The market is also benefiting from the global shift toward decentralized, customer-centric energy models that emphasize transparency, digitalization, and sustainability. The Energy Management Services segment alone is expected to grow from USD 15 billion in 2024 to USD 39 billion by 2035, highlighting the strong potential for digital transformation in the energy industry.
Segment Analysis
The Global Energy as a Service (EaaS) Market has been segmented based on Service Type, End User, Energy Source, Solution Type, and Region.
Based on Service Type, the market is segmented into Energy Supply Services, Energy Management Services, Demand Response Services, and Distributed Energy Resource Management Services. Among these, Energy Management Services hold the largest share in 2024, valued at USD 15 billion, and are expected to reach USD 39 billion by 2035, driven by rising corporate demand for sustainable and cost-effective energy operations. Demand Response Services are projected to grow from USD 10 billion in 2024 to USD 25.5 billion by 2035, driven by grid optimization efforts and renewable energy integration.
The market is categorized into Residential, Commercial, Industrial, and Government, based on End User. The Commercial and Industrial sectors dominate due to rising energy costs, decarbonization mandates, and increasing adoption of digital energy management platforms. The Government segment also plays a critical role in driving demand through incentive programs and carbon neutrality goals.
Based on Energy Source, the market is divided into Renewable Energy, Conventional Energy, and Hybrid Energy. Renewable Energy is gaining the highest momentum, supported by favorable policies, corporate sustainability targets, and declining technology costs in solar and wind generation.

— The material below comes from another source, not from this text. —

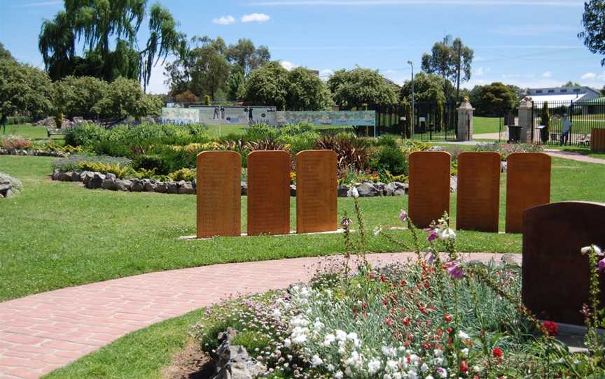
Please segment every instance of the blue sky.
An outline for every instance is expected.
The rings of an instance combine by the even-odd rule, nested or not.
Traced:
[[[153,1],[150,1],[150,3]],[[444,35],[475,50],[465,87],[501,81],[520,87],[567,80],[601,88],[600,57],[577,38],[583,0],[162,0],[188,36],[249,38],[286,66],[333,71],[356,64],[401,83],[411,59]],[[37,36],[54,0],[0,0],[0,42],[19,60],[42,66]],[[141,28],[143,29],[143,28]],[[162,67],[151,91],[165,92]]]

The market, by Solution Type, includes Software Solutions, Hardware Solutions, and Integrated Solutions. Software Solutions dominate this category, enabling real-time analytics, monitoring, and automation, while Integrated Solutions—which combine digital and physical infrastructure—are projected to witness rapid adoption as enterprises shift toward end-to-end energy ecosystems.
Regional Analysis
By Region, the Global Energy as a Service (EaaS) Market is segmented into North America, Europe, Asia-Pacific, South America, and the Middle East & Africa.
North America dominated the market in 2024, valued at USD 20 billion, supported by robust renewable energy initiatives, the proliferation of smart grids, and a well-established base of EaaS providers. The U.S. leads the region with strong investments in energy optimization and sustainability programs.
Europe accounted for USD 15 billion in 2024, driven by stringent government regulations promoting energy efficiency and decarbonization. Countries like Germany, France, and the U.K. are actively adopting EaaS models to achieve climate-neutrality goals by 2050.
The Asia-Pacific (APAC) region is projected to record the fastest growth, increasing from USD 6 billion in 2024 to over USD 25 billion by 2035. Rapid industrialization, urbanization, and the adoption of renewable energy in China, India, and Southeast Asia are driving regional expansion.
South America and the Middle East & Africa collectively accounted for USD 5 billion in 2024, with growth driven by infrastructure modernization and diversification of energy sources to reduce dependency on fossil fuels.
Key Findings of the Study
- The Global Energy as a Service Market is projected to reach USD 120 billion by 2035, growing at a CAGR of 9.05% (2025–2035).
- North America dominates the market, while Asia-Pacific is expected to witness the fastest growth.
- Energy Management Services remain the most significant service segment, fueled by corporate sustainability initiatives.
- Renewable Energy leads the energy source segment, driven by global climate commitments.
- NextEra Energy, Siemens, Schneider Electric, ENGIE, and Enel are key players shaping the market through technological innovation, mergers, and strategic partnerships.